Durante un año debió esperar rescatar su propiedad hipotecada. Se ha jugado los muebles de mi madre, uno a uno, los del guardamuebles, los budas de bronce, los objetos de cobre, y luego las camas y luego los armarios y luego las sábanas. Y luego un día no le queda nada, eso le ocurre, un día tiene el traje que lleva puesto, nada más, ni una sábana, ni un cubierto. Está solo. En un año nadie le ha abierto su puerta. Escribe a sus primos de París. Tendrá una habitación de servicio en Malesherbes. Y con más de cincuenta años tendrá su primer empleo, el primer sueldo de su vida, es ordenanza en una compañía de seguros marítimos. Duró, creo, quince años. Fue al hospital. No murió allí. Murió en su habitación.
Mi madre nunca habló de ese hijo. Nunca se quejó. Nunca habló del registrador de armarios a nadie. Esta maternidad fue como un delito. La mantenía oculta. Debía de considerarla ininteligible, incomunicable a cualquiera que no conociera a su hijo como ella lo conocía, ante Dios y solamente ante El. Decía de él trivialidades insignificantes, siempre las mismas. Que si hubiera querido habría sido el más inteligente de los tres. El más "artista". El más fino. Y también el que más había querido a su madre. El que, en definitiva, la había comprendido mejor. No sabía, decía, que podía esperarse eso de un hijo, tal intuición, una ternura tan profunda.
Volvimos a vernos una vez, me habló del hermano menor, muerto. Dijo: "Qué horror esa muerte, es abominable, nuestro hermano pequeño, nuestro pequeño Paulo".

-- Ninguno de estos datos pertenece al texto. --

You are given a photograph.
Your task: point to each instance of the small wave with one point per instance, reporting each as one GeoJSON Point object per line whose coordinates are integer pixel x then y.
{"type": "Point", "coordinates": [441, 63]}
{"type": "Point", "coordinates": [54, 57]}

Queda una imagen de nuestro parentesco: es una comida, en Sadec. Los tres comemos en la mesa del comedor. Ellos tienen diecisiete y dieciocho años. Mi madre no está con nosotros. El mira cómo mi hermano menor y yo comemos, y luego deja el tenedor, sólo mira a mi hermano menor. Le mira muy largamente y luego le dice de repente, muy calmadamente, algo terrible. La frase se refiere a la comida. Le dice que debe ir con cuidado, que no debe comer tanto. El hermano menor no contesta. El otro sigue. Le recuerda que los trozos grandes de carne son para él, que no debe olvidarlo. Si no, dice. Pregunto: ¿por qué para ti? Dice: porque es así. Digo: ojalá te mueras. No puedo seguir comiendo. El hermano menor tampoco. El espera a que el hermano menor se atreva a pronunciar palabra, una sola palabra, sus puños cerrados están prestos encima de la mesa para destrozarle la cara. El hermano menor no dice nada. Está muy pálido. Entre sus pestañas, el inicio del llanto.

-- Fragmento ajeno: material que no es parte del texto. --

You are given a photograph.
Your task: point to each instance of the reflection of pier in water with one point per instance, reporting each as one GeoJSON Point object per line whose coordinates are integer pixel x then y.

Cuando muere es un día triste. De primavera, creo, de abril. Me telefonean. Nada, no me dicen nada más. Lo han encontrado muerto, en el suelo, en su habitación. La muerte llevaba ventaja sobre el final de su historia. En vida ya estaba acabado, era demasiado tarde para que muriera, era un hecho desde la muerte del hermano pequeño. Las palabras subyugantes: todo está consumado.
Ella pidió que los enterraran juntos. Ya no sé dónde, en qué cementerio, sé que en el Loira. Están los dos en la tumba, sólo los dos. Es justo. La imagen es de un esplendor intolerable.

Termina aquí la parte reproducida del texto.